En daarmee raakt hij aan de kern van wat Honigmann met haar film lijkt te willen vertellen. Dat kunst eeuwig is, en mensen verbindt. Het is een antwoord op de vraag die Honigmann in al haar films stelt, het kernthema van haar werk: hoe overleven mensen? In veel van haar films wordt deze vraag gesteld in relatie tot de vreemdeling die zich vestigt in een nieuw land. Zo maakte Honigmann, die zelf ook op meerdere plekken ter wereld gewoond heeft, Het ondergrondse orkest, een film over Oost-Europese klassieke beroepsmusici in de metrogangen van Parijs. Crazy, waarmee ze in 1999 het Gouden Kalf voor beste lange documentaire won, vertelt het verhaal van veteranen van Nederlandse vredesmissies in oorlogsgebied.
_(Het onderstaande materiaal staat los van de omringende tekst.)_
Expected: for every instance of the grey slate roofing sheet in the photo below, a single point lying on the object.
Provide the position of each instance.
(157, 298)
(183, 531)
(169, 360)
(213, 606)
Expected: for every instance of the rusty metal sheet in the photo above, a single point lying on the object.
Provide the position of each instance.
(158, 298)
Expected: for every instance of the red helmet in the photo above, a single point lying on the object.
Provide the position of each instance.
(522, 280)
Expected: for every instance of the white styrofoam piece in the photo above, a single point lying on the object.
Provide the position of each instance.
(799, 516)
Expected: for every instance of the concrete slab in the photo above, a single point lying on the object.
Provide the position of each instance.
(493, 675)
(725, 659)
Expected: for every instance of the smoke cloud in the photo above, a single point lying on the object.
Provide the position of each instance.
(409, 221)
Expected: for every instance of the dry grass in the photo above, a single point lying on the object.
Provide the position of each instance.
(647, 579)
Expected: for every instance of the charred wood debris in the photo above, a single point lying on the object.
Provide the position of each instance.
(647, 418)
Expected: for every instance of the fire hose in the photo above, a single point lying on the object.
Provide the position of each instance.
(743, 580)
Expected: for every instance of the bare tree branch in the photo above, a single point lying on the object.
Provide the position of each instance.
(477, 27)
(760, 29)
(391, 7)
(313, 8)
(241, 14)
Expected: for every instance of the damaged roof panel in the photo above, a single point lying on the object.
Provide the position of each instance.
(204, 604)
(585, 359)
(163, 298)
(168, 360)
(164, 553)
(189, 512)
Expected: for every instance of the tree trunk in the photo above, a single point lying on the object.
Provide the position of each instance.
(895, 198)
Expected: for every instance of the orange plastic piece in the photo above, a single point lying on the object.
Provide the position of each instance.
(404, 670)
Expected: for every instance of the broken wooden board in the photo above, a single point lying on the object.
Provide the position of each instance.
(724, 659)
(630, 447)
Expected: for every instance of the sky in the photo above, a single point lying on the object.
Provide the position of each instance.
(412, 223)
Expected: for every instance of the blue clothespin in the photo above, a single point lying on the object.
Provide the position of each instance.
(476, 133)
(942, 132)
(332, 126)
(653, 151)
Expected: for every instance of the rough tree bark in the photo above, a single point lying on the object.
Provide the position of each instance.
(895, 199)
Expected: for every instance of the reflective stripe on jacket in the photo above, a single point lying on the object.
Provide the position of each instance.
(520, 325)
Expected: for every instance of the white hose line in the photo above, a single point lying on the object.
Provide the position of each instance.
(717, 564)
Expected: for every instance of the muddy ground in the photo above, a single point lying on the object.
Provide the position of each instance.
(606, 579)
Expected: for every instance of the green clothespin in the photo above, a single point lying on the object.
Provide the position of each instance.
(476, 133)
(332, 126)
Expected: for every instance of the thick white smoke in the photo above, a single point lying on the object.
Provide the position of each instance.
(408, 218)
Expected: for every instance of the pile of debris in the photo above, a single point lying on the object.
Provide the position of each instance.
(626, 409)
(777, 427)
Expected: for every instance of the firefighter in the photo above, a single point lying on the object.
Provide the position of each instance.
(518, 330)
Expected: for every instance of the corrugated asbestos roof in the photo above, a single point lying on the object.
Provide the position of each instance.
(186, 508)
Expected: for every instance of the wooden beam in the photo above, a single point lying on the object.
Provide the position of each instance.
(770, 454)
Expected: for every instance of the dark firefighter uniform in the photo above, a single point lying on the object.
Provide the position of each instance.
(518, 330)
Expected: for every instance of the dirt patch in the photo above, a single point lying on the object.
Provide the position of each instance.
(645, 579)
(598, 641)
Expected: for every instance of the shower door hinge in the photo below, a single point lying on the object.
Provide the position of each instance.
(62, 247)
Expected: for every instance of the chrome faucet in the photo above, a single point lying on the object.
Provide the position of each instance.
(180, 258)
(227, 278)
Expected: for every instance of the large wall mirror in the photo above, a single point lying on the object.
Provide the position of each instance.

Ook in Forever vormen de vreemdelingen het zwaartepunt. De rij passanten opent en sluit met de getalenteerde Japanse pianiste die elk stuk van Chopin voor haar overleden vader speelt. Bijzonder is ook de Koreaanse jongen die alleen voor het graf van Proust naar Frankrijk is afgereisd. De vraag waarom hij zo van Proust houdt beantwoordt hij in het Koreaans. Mooi is dat dit niet is ondertiteld. Want ook al versta je er niks van, je weet toch wat hij zegt. En daarmee onderstreept Honigmann de universele, en eeuwige, waarde van kunst.